Clinton Davisson: “Estamos vivendo uma distopia que estava prevista há tempos”
Imaginem uma armadura que nos protegesse de ameaças ambientais, vírus e bactérias! Seria ótimo em um momento como este pelo qual estamos passando, não é verdade? Permitiria que saíssemos às ruas e nos relacionássemos com quem quiséssemos, sem medo de contrair ou de transmitir o coronavírus. Pois ela existe no universo de “Hegemonia – O herdeiro de Basten”. O livro do jornalista e roteirista Clinton Davisson, lançado em 2007 e relançado em janeiro de 2020, em formato e-book, na Amazon, é uma mistura de ficção científica com literatura fantástica. Ah, mais uma vez a ficção científica fazendo previsões! Aliás, a obra chegou a ser indicada ao prêmio Portugal Telecon e tem figurado, na Amazon, entre as cem mais lidas do gênero. A trama discute filosofia e religião e debate preconceitos em meio a uma guerra inter-racial.

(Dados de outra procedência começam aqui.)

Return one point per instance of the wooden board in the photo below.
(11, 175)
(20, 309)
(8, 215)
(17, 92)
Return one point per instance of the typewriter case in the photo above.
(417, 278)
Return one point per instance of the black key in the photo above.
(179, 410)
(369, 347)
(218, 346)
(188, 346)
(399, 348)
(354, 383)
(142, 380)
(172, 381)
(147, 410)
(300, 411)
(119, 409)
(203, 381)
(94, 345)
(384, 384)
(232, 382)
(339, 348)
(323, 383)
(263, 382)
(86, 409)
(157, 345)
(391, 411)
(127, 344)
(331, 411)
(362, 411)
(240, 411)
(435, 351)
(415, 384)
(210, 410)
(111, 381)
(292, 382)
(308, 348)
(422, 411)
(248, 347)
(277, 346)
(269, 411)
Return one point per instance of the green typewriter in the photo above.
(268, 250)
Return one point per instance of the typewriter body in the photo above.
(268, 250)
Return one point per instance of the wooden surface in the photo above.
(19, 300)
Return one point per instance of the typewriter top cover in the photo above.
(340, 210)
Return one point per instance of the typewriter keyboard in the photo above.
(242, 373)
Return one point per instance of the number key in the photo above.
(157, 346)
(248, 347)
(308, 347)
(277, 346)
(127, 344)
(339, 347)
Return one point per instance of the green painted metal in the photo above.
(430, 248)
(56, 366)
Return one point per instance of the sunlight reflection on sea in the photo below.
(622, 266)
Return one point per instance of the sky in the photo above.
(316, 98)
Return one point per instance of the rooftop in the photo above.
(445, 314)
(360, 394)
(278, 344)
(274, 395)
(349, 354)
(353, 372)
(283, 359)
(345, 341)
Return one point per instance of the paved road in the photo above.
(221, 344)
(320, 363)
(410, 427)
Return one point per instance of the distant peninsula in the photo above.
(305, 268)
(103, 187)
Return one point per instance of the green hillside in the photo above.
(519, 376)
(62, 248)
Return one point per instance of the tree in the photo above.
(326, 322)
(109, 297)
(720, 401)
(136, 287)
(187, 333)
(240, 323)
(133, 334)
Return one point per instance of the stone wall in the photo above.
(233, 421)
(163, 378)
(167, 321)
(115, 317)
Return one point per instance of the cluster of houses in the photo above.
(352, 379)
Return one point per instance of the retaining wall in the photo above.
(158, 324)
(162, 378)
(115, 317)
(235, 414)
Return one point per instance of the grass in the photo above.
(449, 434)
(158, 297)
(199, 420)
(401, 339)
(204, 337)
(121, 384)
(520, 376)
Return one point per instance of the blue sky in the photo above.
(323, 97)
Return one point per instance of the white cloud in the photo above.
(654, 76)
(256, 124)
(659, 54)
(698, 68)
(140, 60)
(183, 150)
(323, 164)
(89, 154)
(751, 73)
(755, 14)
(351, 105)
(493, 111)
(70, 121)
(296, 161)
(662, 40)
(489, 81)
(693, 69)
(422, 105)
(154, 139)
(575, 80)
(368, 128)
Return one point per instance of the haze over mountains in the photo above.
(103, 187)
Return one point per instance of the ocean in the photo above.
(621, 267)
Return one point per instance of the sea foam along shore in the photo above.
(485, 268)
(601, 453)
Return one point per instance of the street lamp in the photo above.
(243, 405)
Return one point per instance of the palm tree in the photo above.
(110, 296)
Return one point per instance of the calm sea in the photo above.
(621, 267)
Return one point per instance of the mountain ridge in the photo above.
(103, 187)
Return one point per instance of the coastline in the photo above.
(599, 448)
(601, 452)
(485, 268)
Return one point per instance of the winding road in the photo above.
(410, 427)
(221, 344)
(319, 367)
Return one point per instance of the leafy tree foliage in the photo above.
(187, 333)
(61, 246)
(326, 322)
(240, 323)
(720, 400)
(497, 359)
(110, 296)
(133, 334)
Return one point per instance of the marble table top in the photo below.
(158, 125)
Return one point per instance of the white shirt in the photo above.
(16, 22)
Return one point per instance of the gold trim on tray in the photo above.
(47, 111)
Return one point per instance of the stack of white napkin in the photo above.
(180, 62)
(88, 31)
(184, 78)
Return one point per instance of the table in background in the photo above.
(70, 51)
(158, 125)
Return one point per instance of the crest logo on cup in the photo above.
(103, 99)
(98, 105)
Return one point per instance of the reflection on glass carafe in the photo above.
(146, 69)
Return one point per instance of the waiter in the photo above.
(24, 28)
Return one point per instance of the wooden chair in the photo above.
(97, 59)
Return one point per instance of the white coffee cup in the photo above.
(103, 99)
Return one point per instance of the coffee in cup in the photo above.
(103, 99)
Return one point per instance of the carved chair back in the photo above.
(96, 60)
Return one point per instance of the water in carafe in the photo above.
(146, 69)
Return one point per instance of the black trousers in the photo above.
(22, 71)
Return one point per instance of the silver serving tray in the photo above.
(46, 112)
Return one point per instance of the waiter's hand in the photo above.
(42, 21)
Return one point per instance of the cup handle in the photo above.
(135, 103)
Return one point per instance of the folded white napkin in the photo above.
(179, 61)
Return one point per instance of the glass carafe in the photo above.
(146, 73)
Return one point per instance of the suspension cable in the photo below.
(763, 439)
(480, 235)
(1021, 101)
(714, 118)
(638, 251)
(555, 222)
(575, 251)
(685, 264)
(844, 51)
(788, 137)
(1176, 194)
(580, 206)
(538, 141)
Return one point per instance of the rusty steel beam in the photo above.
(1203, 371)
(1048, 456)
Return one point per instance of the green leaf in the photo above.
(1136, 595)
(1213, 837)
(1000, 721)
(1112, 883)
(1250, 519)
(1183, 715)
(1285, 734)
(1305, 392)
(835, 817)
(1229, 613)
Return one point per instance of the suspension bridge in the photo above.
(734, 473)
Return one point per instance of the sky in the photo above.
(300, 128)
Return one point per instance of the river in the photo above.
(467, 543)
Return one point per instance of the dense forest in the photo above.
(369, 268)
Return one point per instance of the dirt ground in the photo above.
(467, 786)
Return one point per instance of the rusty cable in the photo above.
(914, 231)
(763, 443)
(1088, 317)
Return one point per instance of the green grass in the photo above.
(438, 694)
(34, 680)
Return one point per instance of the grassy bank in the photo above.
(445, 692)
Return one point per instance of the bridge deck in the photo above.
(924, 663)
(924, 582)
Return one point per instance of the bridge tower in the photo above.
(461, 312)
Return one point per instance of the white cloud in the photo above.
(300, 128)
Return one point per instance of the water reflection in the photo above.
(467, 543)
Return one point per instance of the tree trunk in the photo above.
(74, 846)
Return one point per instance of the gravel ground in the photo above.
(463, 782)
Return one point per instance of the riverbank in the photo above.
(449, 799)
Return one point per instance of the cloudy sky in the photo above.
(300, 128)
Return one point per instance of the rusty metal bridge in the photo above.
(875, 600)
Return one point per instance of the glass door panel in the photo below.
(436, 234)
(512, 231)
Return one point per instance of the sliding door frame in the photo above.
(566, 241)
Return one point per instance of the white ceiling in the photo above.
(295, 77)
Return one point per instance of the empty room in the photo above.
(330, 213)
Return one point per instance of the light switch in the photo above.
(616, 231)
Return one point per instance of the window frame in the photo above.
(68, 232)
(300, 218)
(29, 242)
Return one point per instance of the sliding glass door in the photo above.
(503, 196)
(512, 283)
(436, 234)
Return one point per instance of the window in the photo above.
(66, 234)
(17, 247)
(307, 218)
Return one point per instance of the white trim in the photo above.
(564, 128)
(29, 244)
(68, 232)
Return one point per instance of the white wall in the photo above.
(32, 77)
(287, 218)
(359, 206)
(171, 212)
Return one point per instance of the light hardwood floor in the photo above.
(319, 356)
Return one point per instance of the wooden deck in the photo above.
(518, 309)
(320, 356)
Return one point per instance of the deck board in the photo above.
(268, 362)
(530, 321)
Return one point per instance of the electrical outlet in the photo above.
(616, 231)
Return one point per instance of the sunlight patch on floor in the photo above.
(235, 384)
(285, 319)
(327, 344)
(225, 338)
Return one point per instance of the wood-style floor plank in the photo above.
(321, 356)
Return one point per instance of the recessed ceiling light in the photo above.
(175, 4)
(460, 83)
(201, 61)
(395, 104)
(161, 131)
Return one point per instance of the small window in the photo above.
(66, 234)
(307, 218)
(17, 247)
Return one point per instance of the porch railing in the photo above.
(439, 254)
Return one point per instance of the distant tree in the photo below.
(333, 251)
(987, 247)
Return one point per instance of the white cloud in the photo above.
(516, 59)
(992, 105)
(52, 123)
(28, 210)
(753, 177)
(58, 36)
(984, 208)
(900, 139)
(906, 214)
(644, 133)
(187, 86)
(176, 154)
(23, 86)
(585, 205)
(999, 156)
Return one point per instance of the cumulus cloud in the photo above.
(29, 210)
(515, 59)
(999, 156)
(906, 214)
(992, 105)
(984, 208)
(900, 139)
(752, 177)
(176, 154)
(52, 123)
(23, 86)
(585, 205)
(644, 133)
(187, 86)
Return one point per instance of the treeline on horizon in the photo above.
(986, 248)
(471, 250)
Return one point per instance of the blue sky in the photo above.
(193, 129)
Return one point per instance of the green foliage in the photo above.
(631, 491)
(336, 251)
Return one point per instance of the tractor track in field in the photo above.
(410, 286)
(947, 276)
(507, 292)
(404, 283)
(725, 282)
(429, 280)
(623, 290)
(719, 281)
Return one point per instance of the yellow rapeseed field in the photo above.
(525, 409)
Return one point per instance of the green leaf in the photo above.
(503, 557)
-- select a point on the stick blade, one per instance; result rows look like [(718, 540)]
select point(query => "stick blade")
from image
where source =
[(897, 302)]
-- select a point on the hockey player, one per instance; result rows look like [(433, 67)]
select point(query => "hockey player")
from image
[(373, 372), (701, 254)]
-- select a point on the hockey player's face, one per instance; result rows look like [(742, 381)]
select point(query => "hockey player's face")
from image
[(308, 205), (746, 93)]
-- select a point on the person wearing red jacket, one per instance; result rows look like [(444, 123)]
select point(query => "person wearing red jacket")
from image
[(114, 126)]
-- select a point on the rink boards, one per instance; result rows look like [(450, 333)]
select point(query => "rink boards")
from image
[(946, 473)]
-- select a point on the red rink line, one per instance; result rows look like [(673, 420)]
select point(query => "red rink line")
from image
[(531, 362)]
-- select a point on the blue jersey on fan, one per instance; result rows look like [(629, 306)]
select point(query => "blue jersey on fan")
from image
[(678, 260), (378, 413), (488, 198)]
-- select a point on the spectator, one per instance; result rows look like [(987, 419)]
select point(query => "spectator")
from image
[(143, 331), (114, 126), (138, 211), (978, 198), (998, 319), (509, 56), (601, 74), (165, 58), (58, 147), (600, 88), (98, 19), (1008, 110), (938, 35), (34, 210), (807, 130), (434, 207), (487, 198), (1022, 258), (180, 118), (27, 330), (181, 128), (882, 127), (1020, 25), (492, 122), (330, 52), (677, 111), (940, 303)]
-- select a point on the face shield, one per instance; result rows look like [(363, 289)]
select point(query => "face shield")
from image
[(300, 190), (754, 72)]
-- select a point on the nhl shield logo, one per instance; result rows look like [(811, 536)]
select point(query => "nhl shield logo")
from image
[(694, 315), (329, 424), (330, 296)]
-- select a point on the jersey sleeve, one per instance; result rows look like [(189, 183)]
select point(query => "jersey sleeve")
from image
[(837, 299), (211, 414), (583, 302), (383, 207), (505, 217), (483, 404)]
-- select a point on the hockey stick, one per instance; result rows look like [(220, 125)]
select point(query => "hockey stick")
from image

“Hoje com a Covid-19, estamos caminhando para um futuro onde nossas roupas deverão ser mais adaptadas a evitar contaminação. Não é só usar máscara. Acho que, em breve, teremos versões bem parecidas com a derma, que, apesar de eu chamar de armadura, é, na verdade, uma roupa reforçada que te deixa isolado do contato externo. Se alguém fizesse algo parecido hoje, certamente poderíamos voltar ao trabalho, ao cinema, ter quase uma vida normal mesmo sem a vacina para a Covid-19”, acredita o escritor, apontando, no entanto, para os efeitos um tanto negativos de tal vestimenta tecnológica. “Não desenvolveríamos anticorpos para várias doenças e, com o tempo, simplesmente, não poderíamos tirar a armadura. É o que acontece com os personagens do livro”, conta Clinton, que teve a ideia de criar a armadura ainda criança, quando brincava no sítio da avó, em uma área de mata muito fechada, e imaginava uma forma de ir ao mato sem correr o risco de ser picado por cobras, aranhas e escorpiões.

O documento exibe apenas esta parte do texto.